Troubles vésicosphinctériens

Le 01/12/2022 de 15:00 à 16:30

Retour Session


Description des effets secondaires liés aux injections de toxine botulique : review systematique et metanalyse chez les patients atteints de hypertonie spastique et hyperactivité detrusorienne

Simona Ficarra (Garches, France), Celine KARABULUT (Garches, France), Pierre DENYS (Garches, France), Djamel BENSMAIL (Garches, France), Charles JOUSSAIN (Garches, France), Jonathan LEVY (Garches, France)

Objective : Adverse events can occur after botulinum neurotoxin-A (BoNT-A) injections (BNTi). The aim of this study was to identify the risk of muscular weakness following BNTi.

Material / Patients and Methods : We selected thirteen randomized controlled studies (RCTs) where BoNT-A was used as a treatment for spasticity or neurogenic detrusor overactivity (NDO) in the neurogenic adult population.
Among the adverse events identified, muscular weakness (MW) was the most frequent. We performed meta-analysis (using RevMan 5.4) to determine the odds-ratio (OR) of MW, considering a fixed effect p<0,05 as significant.

Results : We found that 4% patients developed a MW following BNTi (versus 1.2% after a placebo injection (PI)) with an OR = 2.53.

Regarding the type of BoNT-A, 4.8% developed muscular weakness following AboBoNT-A injection (versus 1.2% after PI), with an OR = 2.57. Following OnaBoNT-A injection, 4.23% developed muscular weakness (versus 1.3% with PI), with an OR=2.72. There was not enough RCTs to draw conclusion for IncoBoNT-A.

Regarding the indication of the injection, 5.58% developed muscular weakness following toxin injection for NDO (versus 2.34% after PI), with an OR = 2.38. 2.87% developed muscular weakness following toxin injection for spasticity (versus 0.6% after PI), with an OR = 2,78.

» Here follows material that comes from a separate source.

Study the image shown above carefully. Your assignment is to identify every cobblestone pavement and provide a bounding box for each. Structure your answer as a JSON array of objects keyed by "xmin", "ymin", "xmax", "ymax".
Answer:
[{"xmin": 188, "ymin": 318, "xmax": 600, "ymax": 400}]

Discussion - Conclusion : There is a significant risk to develop muscular weakness following BNTi to treat either  spasticity and/or NDO, using either OnaBoNT-A or AboBoNT-A. It appears mandatory to define further the clinical elements that allow diagnosis of pseudobotulism in order to  propose adapted care for  these patients.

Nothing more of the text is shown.